I am trying to make web Scraper with Python and there is a problem in extracting title of company.
def extract_indeed_job():
jobs = []
result = requests.get(f"{url}&start={0*LIMIT}")
result_soup = BeautifulSoup(result.text, "html.parser")
results = result_soup.find_all("a", {"class": "tapItem"})
for result in results:
title = result.find("h2", {"class": "jobTitle"}).find("span")["title"]
company = result.find("span", {"class": "companyName"}).get_text()
location = result.find("div", {"class": "companyLocation"}).get_text()
print(title, company, location)
Some of posts, there are two span tags in the h2 class="jobTitle" tag 
And I need to get just span title. So I wrote in with this tag. But, Python notices the key error and it doesn't work.
What can I do to solve? Is there any problem in my code??
CodePudding user response:
Note that there are multiple <span>s inside <h2> element.
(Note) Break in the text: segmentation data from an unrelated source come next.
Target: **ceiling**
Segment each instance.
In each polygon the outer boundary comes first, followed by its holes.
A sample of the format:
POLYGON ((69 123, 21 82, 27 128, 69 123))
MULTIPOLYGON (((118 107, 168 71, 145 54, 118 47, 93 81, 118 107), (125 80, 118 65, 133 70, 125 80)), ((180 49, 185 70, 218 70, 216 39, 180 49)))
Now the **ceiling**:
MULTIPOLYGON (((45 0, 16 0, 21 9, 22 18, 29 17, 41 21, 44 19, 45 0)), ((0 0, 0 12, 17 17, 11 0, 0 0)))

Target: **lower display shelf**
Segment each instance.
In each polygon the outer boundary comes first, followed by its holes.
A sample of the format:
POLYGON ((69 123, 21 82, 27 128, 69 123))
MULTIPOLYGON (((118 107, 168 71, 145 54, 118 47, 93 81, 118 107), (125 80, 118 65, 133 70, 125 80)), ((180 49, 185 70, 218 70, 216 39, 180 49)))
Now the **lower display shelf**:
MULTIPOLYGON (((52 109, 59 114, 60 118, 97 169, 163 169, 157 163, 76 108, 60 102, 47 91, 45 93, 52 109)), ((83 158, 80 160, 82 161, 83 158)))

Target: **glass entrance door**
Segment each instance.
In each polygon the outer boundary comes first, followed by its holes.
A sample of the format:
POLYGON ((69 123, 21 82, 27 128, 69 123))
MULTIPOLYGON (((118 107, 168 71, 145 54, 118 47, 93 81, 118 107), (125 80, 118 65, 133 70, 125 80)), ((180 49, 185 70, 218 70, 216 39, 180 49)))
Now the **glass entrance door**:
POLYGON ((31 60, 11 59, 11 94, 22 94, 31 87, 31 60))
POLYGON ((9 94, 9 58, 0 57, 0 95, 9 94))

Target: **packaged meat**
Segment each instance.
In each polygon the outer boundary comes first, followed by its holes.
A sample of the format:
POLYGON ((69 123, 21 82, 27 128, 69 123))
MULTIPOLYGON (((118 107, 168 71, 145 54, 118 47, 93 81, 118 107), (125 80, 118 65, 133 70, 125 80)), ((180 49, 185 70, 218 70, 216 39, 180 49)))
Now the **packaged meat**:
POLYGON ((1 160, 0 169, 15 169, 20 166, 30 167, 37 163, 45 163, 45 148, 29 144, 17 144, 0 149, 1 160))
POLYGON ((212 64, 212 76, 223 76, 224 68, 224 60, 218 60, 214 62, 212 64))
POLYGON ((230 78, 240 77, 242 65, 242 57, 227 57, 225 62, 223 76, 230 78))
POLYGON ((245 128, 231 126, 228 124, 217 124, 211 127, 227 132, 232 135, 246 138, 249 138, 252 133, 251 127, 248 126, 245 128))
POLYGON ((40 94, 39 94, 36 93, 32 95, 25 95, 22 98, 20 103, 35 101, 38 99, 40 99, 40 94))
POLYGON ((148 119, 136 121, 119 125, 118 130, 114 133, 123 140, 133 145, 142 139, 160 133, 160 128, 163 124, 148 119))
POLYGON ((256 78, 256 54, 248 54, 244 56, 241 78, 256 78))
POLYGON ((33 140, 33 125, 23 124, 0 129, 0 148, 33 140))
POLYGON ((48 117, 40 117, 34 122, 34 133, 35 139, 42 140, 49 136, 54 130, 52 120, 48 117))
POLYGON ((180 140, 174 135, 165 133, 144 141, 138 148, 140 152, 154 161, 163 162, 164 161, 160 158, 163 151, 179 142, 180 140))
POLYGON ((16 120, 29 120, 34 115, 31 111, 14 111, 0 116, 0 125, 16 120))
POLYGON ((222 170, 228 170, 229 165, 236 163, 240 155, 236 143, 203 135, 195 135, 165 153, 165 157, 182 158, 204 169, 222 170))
You want <span> which is immediate child of <h2> rather than <span> inside <div>, to get it you might replace
result.find("h2", {"class": "jobTitle"}).find("span")
using
result.find("h2", {"class": "jobTitle"}).find("span", recursive=False)
This will prevent recursive search (i.e. looking for children of children and further)
CodePudding user response:
the True ensure that you are filtering those span with that attribute so when you try to access to its value you don't get an error. The find just returns a span careless of the attributes that you need.
result.find("span", title=True)['title']
The code and html you provided are ambiguos. Your statement title = result.find("h2", {"class": "jobTitle"}) will never match the h2 tag because its class attribute is more complex, ``jobTitle jobTitle-color-purple jobTitle-newJob`. To match that you need
import re
...
result.find("h2", class_=re.compile(r'jobTitle'))
Use regular expression to improve the search in the soup.